Production of ethanol from lignocellulosic biomass can effectively reduce the risk of food price increase because of sugar- or starch-based bioethanol production (Fargione et al., 2008, Tilman et al., 2006). Although corn stover has been studied for ethanol production (Zhu et al., 2009), the available amount of corn stover is not sufficient to support biorefineries with an annual production of 36 billion gallons of ethanol in 2022 (Graham et al., 2007). Photoperiod-sensitive (PS) sorghum, which can grow in semiarid parts of the world and especially in areas too dry for corn, contains a significant amount of soluble sugar and a low ratio of lignin to cellulose. These advantages make PS sorghum an excellent source for bioethanol production.

Many studies about the effects of diluted sulfuric acid pretreatment on enzymatic hydrolysis of cellulose have been reported in which the acid pretreatment was proven effectively in removing most of the hemicellulose and some lignin component (Schell et al., 2003, Zhu et al., 2004). According to previous study on PS sorghum (Xu et al., 2011), a harsher condition of pretreatment should be applied to make cellulose easily degradable, thus achieving a high efficiency (more than 90%) of enzymatic hydrolysis (EEH). Cellulose degradation during high temperature and diluted sulfuric acid pretreatment comprises the following steps. First, hydrogen bonds between glucan units are broken and cellulose is degraded to cellobiose and glucose, and cellobiose is not stable at acid condition and will be degraded to glucose. Glucose will further be degraded to form degradation products (Mosier et al., 2002), some of which are considered inhibitors to yeast fermentation (Klinke et al., 2004). Thus, it is more important to study the relationship between cellulose (glucose) recovery and EEH than to focus only on a high EEH because cellulose loss is not negligible even for mild pretreatment conditions (e.g., 143.2 °C, 0.4% sulfuric acid concentration and 30 min) (Bienkowski et al., 1987).

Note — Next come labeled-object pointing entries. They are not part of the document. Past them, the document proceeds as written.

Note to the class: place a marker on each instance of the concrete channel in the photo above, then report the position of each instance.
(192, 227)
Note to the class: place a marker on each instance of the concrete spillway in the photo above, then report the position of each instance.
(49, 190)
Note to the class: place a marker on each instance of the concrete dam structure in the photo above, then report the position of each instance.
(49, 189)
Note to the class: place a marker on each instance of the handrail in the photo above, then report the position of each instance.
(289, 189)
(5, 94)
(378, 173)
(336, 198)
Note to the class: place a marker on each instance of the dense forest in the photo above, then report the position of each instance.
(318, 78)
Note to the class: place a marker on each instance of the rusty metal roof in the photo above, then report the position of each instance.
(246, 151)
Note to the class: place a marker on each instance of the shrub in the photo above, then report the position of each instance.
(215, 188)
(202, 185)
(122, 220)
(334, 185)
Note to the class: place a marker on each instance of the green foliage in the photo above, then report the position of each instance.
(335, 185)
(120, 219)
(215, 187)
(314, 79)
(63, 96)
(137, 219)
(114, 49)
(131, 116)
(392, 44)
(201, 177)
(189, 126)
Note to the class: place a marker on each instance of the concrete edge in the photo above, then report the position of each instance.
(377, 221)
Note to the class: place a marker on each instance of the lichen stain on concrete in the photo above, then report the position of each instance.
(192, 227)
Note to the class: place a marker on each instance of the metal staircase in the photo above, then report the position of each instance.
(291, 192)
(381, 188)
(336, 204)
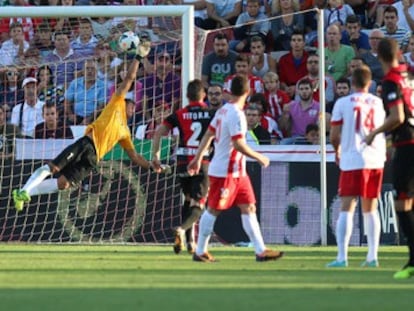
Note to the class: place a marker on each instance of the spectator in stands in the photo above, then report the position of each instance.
(222, 14)
(405, 9)
(312, 65)
(86, 41)
(360, 9)
(336, 13)
(256, 133)
(375, 11)
(218, 64)
(283, 28)
(274, 95)
(8, 132)
(10, 93)
(391, 29)
(85, 96)
(298, 114)
(200, 11)
(43, 40)
(358, 62)
(343, 88)
(163, 84)
(371, 57)
(250, 23)
(312, 134)
(14, 47)
(260, 62)
(52, 127)
(265, 6)
(47, 91)
(311, 22)
(28, 114)
(242, 67)
(28, 23)
(292, 66)
(337, 55)
(215, 96)
(266, 121)
(354, 37)
(409, 56)
(63, 60)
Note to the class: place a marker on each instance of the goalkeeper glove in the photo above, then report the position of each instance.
(143, 49)
(165, 169)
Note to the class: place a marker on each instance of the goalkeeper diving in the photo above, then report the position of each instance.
(77, 160)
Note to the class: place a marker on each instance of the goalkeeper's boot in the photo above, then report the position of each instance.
(191, 247)
(405, 273)
(206, 257)
(24, 195)
(19, 200)
(268, 255)
(370, 264)
(337, 264)
(179, 240)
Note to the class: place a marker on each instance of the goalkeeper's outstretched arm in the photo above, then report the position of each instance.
(142, 51)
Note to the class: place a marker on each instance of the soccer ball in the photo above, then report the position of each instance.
(128, 42)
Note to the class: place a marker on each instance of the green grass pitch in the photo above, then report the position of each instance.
(120, 277)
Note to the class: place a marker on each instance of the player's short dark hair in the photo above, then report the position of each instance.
(195, 90)
(344, 80)
(305, 81)
(390, 9)
(388, 50)
(361, 77)
(49, 104)
(260, 98)
(221, 36)
(239, 85)
(129, 101)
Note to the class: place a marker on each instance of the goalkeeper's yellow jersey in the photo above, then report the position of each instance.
(111, 127)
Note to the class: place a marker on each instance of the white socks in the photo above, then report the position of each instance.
(252, 229)
(45, 187)
(205, 229)
(37, 177)
(344, 227)
(373, 231)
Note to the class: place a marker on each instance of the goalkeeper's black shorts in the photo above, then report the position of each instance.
(77, 160)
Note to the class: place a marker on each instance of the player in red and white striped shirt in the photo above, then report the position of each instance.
(353, 118)
(229, 183)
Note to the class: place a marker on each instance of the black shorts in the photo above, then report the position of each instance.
(403, 170)
(195, 187)
(76, 161)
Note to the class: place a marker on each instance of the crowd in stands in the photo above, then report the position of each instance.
(60, 72)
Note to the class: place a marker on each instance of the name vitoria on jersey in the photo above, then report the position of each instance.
(192, 122)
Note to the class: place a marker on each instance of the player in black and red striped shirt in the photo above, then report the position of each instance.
(192, 122)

A previous study on diluted sulfuric acid pretreatment of PS sorghum has shown promising results: about 74% of the sugar source, including cellulose (structural glucose) and soluble sugar (sucrose, glucose, and fructose), could be converted to ethanol (Xu et al., 2011). Thus, an in-depth investigation of how to maximize glucose yield is necessary to reveal the relationship between pretreatment conditions and total glucose yield from enzymatic hydrolysis. Response surface methodology (RSM) with the advantage of efficient design was employed in this study. Since PS sorghum contains a significant amount (about 17.5%) of soluble sugar, which can be easily degraded at high temperature and in acid conditions, a direct pretreatment will result in significant sugar loss. An integrated method was designed in this research to solve this problem: this method separates soluble sugar by washing the ground sample before pretreatment. The washing juice containing soluble sugar was then added to the pretreated sample for co-fermentation (Fig. 1).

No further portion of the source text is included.